On the first night, wake the Bounty Hunter and show them one evil player (this can be a Minion, the Demon, or the evil Townsfolk created by the ability). Each time the player the Bounty Hunter currently 'knows' dies, wake the Bounty Hunter that night and show them another evil player — the chain continues as long as their known player keeps dying. The nastiest edge case: if the evil Townsfolk is the Bounty Hunter themselves, they know their own identity as the evil player, which is valid and creates a delicious bluffing opportunity. Watch for the Philosopher gaining this ability mid-game — you may need to turn a Townsfolk evil at that point, potentially mid-game, which is unusual for a setup modifier.

How to play

  • Treat your starting information as real but fragile: the evil player you know is your most powerful asset, so plan when to reveal it — outing them immediately burns your intel but may save the game if the threat is a Demon.
  • Kill pressure on your known target: if the evil player you're tracking dies (by execution or ability), you automatically receive a new name that night, so engineering their execution is both a good move and a chain reaction that keeps your information live.
  • Cross-reference your known evil player with other information roles like the Empath, Undertaker, or Investigator before going public — corroboration makes your claim airtight and harder for evil to dismiss as a Recluse ping.
  • If you are the evil Townsfolk yourself, you face a choice: confess to the group as a redemption arc (proving your role is real) or quietly play good while the Demon knows you won't block votes against them.
  • The most common mistake is outing your evil player on day one before establishing your credibility — wait until you have corroboration or until the game state demands urgency, so your reveal lands with weight rather than as a target on your back.

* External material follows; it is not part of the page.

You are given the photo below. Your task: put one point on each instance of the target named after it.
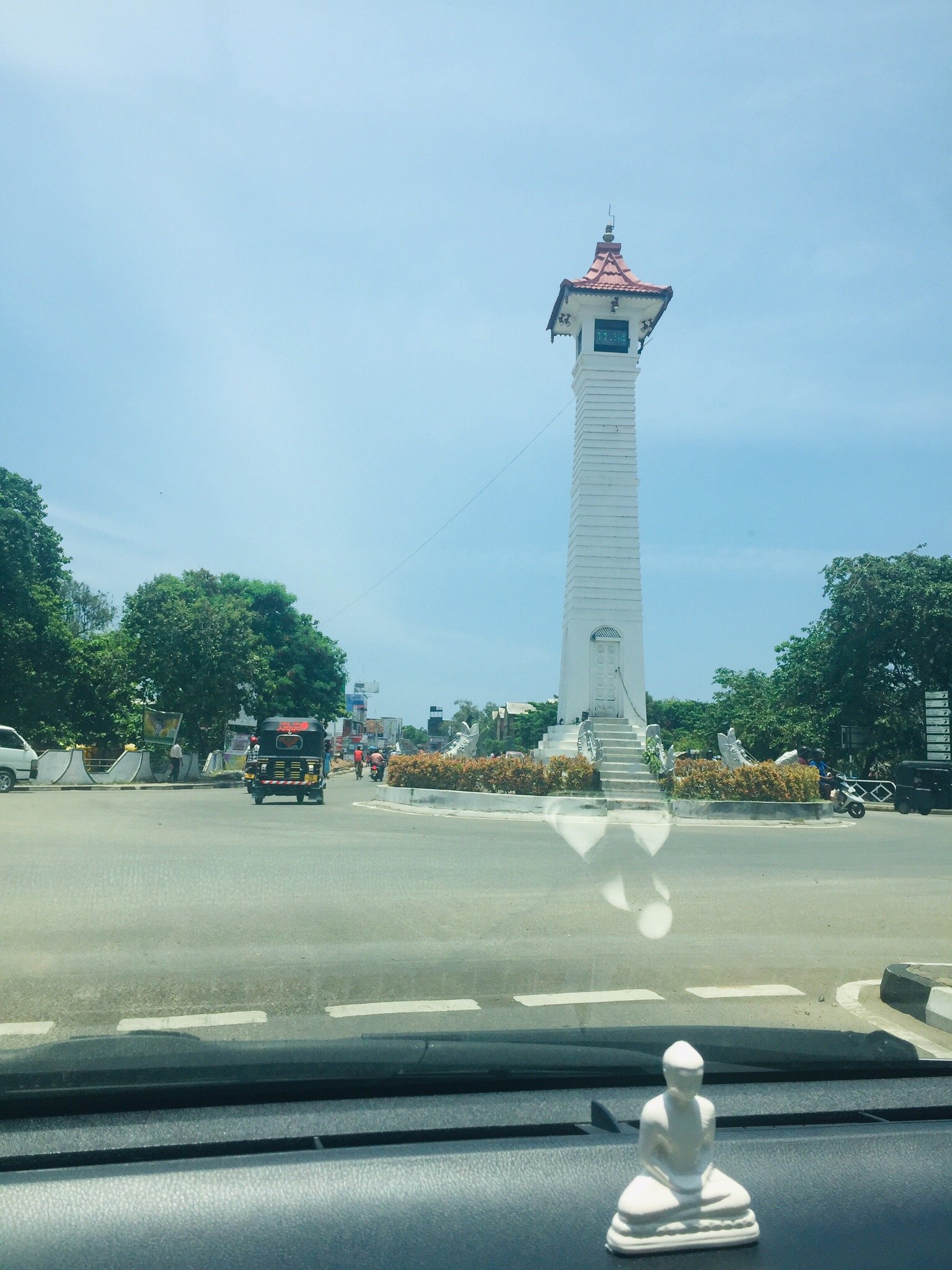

How to bluff as the Bounty Hunter

  • Claim you know an evil player but refuse to name them until you have 'enough information' — this buys you several days of credibility without committing to a name that can be disproved.
  • When you do name someone, pick a player who is already under moderate suspicion so the town finds your claim plausible, ideally a good player who can defend themselves without instantly collapsing your bluff.
  • If your known target is executed and you need to claim a new name that night, coordinate with your team so you name a good player your Demon wants dead — it reads as legitimate chain progression while doing evil's work.
  • The most dangerous tell for a fake Bounty Hunter is naming an evil player who then visibly reacts with relief rather than denial — true Demons and Minions will over-protest if they haven't prepped; brief your allies before you out them as your 'known evil.'
  • If challenged on why the evil Townsfolk hasn't revealed themselves, deflect by suggesting they may not know they turned evil (possible with a late Philosopher trigger) — this is mechanically real and muddies the water convincingly.

Key interactions

Recluse

The Storyteller can show the Bounty Hunter the Recluse as their known evil player, meaning the Bounty Hunter may spend days building a case against an innocent good player. Before executing someone on Bounty Hunter intel alone, check whether a Recluse is in play and whether the timing of the claim matches a Recluse misregister.

Philosopher

When the Philosopher copies the Bounty Hunter ability, a Townsfolk may be turned evil mid-game rather than at setup, which means a player who was genuinely good earlier could now be a threat — the Bounty Hunter's original information is not invalidated, but a second evil Townsfolk now exists alongside the first.

Kazali

If the Kazali turns the Bounty Hunter into a Minion, the evil Townsfolk that the ability normally creates does not come into existence, so the town loses one fewer evil player than they would expect — the Bounty Hunter bluff becomes cleaner for evil because the missing evil Townsfolk causes no contradictions.

Boffin

A Boffin granting the Bounty Hunter ability to the Demon creates an evil Townsfolk at setup, meaning the Demon effectively gains both an information advantage and an extra hidden ally, and the Bounty Hunter bluff is available to the Demon as cover for already knowing who that Townsfolk is.